An way to offset into multiple arrays at the same time (i.e. not being bound to a single array/allocation) could improve the usability of this further, until then it would still be possible by casting Offset<Size,T>
to Size
and using normal index-based addressing, thus opting out of the guarantees Offset
has.
fn move<T>(value: T) -> T {
value
}
fn main() {
let mut data: vec![0,1,2,3,4,5,6,7,8,9]; // Lifetime: 'data
// Storing references
let a: &u8 = data[5]; // What we have now, borrows data: 'data
dbg!(a);
// Storing indicies
let a: usize = 5; // not bound to data or its lifetime
dbg!(data[a]);
// Storing offsets
// Stored like the index, but contains borrow checking like a
// reference, thus this cannot outlive `data`. For now a reference
// to the entire Vec, but could be done using references to
// individual items if supported (different topic).
// I'm not sure if the `[i]` syntax would work with this,
// hence I'm using a separte function.
// We likely need this `apply_offset` because `a` alone (at runtime)
// isn't sufficient to get to the real address.
let a: @u8 = data.offset(5); // Short-hand for `Offset<usize, u8>`
dbg!(data.apply_offset(a));
// Storing offsets in smaller types to improve size in memory.
let a: Offset<u16, u8> = data.offset(5);
dbg!(data.apply_offset(a));
// Due to being relative to the address of data you can even resize
// the vector, while offsets exist, but this is something you may not
// want, especially reducing the size while larger offsets exist.
data.resize(100, 0);
dbg!(data.apply_offset(a));
}
The example above could be done in a crate, but unless I'm mistaken that implementation wouldn't be able to ensure that the offset goes into the correct collection and thus wouldn't provide much benefit over using normal indicies. You could index into another array that still has a valid lifetime. Additionally there probably would be issues with the lifetime when resizing, which may not exist when this feature is supported by the std lib and the compiler itself.
The ability to resize does of course mean that an Offset
may be out-of-bounds and using it would return an Error or panic. Avoiding this may require per-item lifetimes or similar, but the same issue already exists for index-based references. This could perhaps be solved by having a "strong" and a "weak" variant, with weak allowing the allocation size to shrink while any "strong" offset allows moving and increasing the allocated size but not decreasing it. This would almost certainly not be possible in a crate, as it requires a different kind of borrow (or two).

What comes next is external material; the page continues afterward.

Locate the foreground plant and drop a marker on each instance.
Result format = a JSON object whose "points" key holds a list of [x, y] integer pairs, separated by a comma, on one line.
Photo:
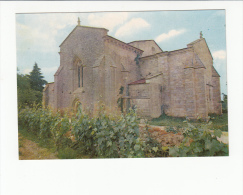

Don’t get me wrong, we could probably have offset-based types. You could imagine an
@T
(no lifetime necessary) being an offset to aT
inside the containing struct. But this doesn’t do anything to support generators, which use regular code with references and then compiles it a self-referential struct, and needs to support arbitrary reference-based code.
As an aside: This may even allow/support self referential structs (if the lifetimes work out) in the future, as contrary to async and generators the code using this is aware of the existence of these.
What are your thoughts? Would this be useful to have, does it even make sense, do I have a wrong mental model of pointer provenance, should something like this be in the language, std or a crate (if possible)?